Imagine waking up one morning and finding that your county, your local school, and area health care providers no longer recognized you as the mother or father of your teenage child.
It has the hallmarks of an episode of the Twilight Zone, but it was all too real for Anmarie Calgaro, of Cherry, whose transgender minor teen was accepted as emancipated by officials from St. Louis County, ISD 2142, and Fairview Health Services, effectively shutting her out as a parent or guardian for her child.
In Minnesota, only a court can emancipate a child, and only after a thorough examination of the issues and due process for all involved. But that’s not what happened in the Calgaro case.
Instead, a legal aid attorney, after consulting with the child, drafted a letter stating that the child qualified as emancipated. Based on that letter, the county, school district, and health care providers denied Calgaro access to her child’s records and any authority to make or even weigh in on life decisions for the teenager. Calgaro, with the backing of the conservative Thomas More Society, sued the local officials and hospitals in federal court alleging a violation of her due process rights.

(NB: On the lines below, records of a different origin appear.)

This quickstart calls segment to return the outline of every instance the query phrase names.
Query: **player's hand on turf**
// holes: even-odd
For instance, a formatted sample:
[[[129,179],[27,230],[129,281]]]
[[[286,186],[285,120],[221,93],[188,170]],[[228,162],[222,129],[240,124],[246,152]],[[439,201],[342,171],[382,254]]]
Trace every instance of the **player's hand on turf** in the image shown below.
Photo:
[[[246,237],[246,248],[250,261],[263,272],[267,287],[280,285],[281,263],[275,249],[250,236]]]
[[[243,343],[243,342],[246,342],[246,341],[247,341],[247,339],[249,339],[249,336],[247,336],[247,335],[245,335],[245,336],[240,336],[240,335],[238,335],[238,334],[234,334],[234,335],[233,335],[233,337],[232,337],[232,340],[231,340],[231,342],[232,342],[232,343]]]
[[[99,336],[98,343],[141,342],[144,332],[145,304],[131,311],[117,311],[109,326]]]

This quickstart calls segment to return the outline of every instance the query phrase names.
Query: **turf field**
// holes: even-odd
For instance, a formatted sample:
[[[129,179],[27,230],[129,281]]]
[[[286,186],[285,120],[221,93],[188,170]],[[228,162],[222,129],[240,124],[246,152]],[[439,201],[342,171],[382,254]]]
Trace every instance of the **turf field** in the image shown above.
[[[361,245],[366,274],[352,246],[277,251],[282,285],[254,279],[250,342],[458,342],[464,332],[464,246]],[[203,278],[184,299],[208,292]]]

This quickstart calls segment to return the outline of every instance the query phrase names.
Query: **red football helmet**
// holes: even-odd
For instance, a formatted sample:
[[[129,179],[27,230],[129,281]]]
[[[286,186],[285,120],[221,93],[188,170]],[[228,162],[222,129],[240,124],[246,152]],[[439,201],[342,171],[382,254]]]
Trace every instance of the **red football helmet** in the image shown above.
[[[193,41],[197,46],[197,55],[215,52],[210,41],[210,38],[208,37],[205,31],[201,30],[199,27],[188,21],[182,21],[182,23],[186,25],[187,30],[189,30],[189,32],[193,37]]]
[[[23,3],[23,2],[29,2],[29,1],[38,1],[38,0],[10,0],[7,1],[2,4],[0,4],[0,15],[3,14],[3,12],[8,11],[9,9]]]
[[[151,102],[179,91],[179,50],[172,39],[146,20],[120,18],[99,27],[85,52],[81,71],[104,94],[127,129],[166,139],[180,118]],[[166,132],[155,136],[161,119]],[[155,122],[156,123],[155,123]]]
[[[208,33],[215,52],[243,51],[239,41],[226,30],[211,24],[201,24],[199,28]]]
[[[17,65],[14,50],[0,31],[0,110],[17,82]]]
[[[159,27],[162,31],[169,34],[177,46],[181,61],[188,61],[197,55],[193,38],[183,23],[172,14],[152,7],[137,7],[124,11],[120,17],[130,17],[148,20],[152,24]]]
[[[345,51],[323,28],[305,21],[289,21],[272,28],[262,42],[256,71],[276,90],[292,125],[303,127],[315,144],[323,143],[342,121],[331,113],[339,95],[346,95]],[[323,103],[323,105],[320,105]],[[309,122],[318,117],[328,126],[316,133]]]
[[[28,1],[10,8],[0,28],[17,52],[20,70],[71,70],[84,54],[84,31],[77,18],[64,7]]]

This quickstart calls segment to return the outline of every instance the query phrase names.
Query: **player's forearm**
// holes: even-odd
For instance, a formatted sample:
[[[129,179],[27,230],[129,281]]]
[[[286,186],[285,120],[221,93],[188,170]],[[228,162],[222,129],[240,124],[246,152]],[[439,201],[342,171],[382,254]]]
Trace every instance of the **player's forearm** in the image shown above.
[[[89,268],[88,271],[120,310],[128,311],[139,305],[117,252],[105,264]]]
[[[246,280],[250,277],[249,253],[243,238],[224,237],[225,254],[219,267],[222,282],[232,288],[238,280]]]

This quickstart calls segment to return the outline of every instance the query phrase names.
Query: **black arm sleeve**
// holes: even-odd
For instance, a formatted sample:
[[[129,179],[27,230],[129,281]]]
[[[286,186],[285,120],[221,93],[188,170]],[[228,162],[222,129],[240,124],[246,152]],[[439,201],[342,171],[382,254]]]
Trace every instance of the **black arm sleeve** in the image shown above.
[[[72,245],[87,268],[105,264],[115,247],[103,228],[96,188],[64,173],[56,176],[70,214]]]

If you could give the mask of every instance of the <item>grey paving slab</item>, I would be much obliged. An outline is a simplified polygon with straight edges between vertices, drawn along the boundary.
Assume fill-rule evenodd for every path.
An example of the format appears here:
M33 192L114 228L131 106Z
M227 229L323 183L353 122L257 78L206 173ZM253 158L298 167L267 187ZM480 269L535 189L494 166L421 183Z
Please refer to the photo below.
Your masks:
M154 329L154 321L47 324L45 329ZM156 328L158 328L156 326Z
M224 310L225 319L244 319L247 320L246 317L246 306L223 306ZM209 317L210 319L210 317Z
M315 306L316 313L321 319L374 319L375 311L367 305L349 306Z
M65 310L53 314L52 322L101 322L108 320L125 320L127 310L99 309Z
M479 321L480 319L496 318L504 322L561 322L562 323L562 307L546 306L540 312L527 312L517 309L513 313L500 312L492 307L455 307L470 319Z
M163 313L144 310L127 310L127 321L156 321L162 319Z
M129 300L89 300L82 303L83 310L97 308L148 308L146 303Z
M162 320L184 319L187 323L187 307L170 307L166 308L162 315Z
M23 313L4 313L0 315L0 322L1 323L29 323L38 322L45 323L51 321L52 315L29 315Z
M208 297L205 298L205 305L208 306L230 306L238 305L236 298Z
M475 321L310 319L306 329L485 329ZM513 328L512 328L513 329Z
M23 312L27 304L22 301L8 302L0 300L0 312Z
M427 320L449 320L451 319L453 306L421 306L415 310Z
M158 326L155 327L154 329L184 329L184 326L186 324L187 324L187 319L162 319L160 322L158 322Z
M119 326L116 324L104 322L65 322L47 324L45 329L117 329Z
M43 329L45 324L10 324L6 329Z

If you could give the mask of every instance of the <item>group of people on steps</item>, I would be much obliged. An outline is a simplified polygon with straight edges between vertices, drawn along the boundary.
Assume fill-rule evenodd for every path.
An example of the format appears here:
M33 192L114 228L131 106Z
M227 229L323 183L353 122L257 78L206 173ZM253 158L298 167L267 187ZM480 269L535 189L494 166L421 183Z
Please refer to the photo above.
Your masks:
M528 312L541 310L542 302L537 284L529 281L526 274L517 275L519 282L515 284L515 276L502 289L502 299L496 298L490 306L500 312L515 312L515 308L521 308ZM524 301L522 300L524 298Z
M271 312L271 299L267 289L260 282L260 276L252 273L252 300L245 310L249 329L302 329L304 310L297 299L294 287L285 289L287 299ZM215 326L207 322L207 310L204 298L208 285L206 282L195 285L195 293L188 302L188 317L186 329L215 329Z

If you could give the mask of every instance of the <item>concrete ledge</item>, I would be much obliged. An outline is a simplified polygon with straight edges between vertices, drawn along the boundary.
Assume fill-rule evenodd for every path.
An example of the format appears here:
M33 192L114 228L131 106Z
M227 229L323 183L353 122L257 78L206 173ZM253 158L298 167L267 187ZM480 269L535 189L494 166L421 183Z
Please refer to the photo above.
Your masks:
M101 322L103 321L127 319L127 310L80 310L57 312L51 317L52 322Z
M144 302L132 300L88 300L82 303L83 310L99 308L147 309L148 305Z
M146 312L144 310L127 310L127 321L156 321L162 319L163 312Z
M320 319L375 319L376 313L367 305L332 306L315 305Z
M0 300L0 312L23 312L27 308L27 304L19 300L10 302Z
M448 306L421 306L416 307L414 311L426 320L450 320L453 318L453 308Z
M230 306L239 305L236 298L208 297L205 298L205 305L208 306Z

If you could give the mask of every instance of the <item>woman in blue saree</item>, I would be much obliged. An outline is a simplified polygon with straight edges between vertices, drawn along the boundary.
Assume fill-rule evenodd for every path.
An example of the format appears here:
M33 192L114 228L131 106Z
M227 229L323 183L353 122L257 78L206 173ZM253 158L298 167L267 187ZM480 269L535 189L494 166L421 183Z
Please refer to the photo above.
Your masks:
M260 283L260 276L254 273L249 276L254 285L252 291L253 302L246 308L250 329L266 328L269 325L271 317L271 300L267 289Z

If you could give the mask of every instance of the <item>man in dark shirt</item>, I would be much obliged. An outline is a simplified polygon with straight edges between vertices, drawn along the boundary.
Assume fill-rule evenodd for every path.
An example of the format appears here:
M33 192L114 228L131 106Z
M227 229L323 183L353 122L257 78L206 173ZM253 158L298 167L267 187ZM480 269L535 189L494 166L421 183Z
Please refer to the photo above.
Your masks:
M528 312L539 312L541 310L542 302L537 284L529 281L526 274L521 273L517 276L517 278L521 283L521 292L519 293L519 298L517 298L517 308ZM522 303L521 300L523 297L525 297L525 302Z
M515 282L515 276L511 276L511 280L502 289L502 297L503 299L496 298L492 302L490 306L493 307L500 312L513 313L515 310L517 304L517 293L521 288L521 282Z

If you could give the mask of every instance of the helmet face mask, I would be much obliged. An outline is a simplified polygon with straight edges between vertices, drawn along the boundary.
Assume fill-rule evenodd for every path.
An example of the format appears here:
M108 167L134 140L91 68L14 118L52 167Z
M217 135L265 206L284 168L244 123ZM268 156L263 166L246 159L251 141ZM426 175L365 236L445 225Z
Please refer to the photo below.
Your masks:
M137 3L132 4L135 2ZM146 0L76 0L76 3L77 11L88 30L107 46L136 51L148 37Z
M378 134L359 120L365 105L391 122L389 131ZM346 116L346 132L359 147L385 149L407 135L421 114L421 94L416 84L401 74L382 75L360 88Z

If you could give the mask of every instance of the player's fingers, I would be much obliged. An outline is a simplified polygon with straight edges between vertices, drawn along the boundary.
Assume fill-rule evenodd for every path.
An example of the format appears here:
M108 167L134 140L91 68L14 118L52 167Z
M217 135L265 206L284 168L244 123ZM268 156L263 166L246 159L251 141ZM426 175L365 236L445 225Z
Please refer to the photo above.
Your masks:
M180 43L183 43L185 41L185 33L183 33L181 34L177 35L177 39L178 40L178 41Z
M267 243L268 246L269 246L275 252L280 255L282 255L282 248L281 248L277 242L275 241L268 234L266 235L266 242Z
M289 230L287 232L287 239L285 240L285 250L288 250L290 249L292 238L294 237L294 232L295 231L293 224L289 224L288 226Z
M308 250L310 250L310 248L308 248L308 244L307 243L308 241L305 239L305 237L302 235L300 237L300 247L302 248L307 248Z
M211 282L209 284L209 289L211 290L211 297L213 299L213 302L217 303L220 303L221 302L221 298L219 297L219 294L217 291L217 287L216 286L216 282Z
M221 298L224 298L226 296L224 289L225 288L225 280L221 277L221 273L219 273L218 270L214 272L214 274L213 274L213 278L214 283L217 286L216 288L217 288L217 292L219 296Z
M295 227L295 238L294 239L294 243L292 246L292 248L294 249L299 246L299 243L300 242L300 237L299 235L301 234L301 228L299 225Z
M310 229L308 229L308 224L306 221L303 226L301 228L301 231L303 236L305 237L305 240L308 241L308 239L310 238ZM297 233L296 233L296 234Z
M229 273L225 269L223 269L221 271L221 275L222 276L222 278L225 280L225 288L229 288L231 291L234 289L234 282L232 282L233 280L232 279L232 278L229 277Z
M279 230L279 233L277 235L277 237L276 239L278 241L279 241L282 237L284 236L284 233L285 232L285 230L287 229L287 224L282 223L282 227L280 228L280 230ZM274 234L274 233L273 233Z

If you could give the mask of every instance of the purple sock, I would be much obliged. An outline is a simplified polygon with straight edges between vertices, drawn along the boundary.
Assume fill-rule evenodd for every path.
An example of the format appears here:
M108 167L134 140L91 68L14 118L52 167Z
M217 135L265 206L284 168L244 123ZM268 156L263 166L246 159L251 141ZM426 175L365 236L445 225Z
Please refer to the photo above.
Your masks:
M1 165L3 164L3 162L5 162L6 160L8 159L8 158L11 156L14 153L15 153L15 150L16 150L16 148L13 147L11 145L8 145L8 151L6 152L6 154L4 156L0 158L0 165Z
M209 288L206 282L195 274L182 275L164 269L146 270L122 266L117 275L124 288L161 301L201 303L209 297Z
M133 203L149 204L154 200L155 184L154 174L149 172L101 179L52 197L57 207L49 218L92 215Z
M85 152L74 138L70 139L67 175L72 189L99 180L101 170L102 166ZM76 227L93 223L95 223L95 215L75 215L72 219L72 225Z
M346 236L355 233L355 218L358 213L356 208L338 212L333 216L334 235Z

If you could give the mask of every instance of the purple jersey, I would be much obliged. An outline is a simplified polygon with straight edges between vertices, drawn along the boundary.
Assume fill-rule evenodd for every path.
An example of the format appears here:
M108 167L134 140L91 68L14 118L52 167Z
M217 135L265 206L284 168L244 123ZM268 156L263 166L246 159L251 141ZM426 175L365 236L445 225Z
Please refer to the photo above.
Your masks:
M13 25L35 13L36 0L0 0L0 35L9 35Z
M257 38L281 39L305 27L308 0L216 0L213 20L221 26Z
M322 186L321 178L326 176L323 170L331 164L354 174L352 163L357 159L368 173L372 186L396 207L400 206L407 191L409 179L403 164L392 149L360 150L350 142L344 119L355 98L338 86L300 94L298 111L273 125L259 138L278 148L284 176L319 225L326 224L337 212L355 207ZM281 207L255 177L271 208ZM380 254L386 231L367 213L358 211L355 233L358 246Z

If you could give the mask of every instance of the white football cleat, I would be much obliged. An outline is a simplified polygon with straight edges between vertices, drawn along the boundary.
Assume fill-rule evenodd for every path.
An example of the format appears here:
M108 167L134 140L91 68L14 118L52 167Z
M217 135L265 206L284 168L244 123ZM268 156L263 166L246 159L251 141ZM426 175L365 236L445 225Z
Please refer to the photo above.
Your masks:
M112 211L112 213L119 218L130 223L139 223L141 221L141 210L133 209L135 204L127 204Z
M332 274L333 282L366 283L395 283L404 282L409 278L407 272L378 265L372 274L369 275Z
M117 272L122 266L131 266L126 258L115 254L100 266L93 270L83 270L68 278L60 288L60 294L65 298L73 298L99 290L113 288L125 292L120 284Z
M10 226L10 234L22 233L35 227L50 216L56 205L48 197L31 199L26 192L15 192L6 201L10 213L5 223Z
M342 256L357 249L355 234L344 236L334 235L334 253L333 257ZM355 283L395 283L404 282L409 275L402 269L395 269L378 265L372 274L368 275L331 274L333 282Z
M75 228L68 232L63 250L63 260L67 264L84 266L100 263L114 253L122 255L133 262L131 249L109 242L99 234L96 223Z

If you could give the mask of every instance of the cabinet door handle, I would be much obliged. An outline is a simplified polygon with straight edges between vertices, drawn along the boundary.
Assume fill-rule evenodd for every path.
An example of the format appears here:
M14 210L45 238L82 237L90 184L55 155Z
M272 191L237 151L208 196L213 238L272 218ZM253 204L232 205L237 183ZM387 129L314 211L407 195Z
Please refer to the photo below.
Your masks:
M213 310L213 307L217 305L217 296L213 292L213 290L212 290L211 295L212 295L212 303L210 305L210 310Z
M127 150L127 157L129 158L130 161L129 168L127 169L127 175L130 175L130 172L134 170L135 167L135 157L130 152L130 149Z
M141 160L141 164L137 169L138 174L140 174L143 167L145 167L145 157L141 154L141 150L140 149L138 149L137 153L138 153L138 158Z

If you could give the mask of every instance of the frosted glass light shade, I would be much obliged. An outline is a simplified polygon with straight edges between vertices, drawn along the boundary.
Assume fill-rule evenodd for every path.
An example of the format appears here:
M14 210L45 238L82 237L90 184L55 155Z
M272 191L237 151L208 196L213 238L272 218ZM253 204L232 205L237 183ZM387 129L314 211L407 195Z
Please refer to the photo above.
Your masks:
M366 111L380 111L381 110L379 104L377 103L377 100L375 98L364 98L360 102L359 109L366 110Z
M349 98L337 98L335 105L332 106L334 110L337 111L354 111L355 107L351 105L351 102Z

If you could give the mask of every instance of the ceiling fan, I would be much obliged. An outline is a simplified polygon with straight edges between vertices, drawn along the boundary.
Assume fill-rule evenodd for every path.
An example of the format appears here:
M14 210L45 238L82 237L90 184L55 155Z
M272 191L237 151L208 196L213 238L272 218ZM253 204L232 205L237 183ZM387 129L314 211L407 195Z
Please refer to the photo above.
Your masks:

The judge, in effect, agreed, but said Calgaro had no legal remedy given longstanding precedents that provide immunity to officials when they act in error, rather than as part of an official policy.
The case has received national media coverage, but much of it has focused on the transgender nature of the child involved. The mother has sought to slow or halt gender reassignment therapy that the child has been receiving, which has prompted much of the media to frame the story as a battle over transgender rights.
While that may have been a major factor in the rift that developed between the mother and her child, it has little or nothing to do with the issue at hand. Parents and older children frequently differ on a wide range of issues. There are few teenagers who probably didn’t wish at one time or another that they could strike out on their own. It comes with the age and the hormones.
This is really a case about due process, and how parents can defend their rights when public agencies or private health care providers violate them. It shouldn’t take a federal case, and, based on the lower court ruling, the federal courts may lack the ability to provide relief in a case like Anmarie Calgaro’s anyway.
Currently, no Minnesota statute provides public agencies clear guidance on how to proceed in such a case, nor a means for a parent who has been denied his or her rights the ability to address the matter in state court. That’s a problem that only the Legislature can remedy.
This may be an unusual case, but no parent should face the nightmare experienced by Anmarie Calgaro. Her views on her child’s transgender status are irrelevant. She has the same legal rights of any parent, and the Legislature should work to ensure this kind of thing never happens again.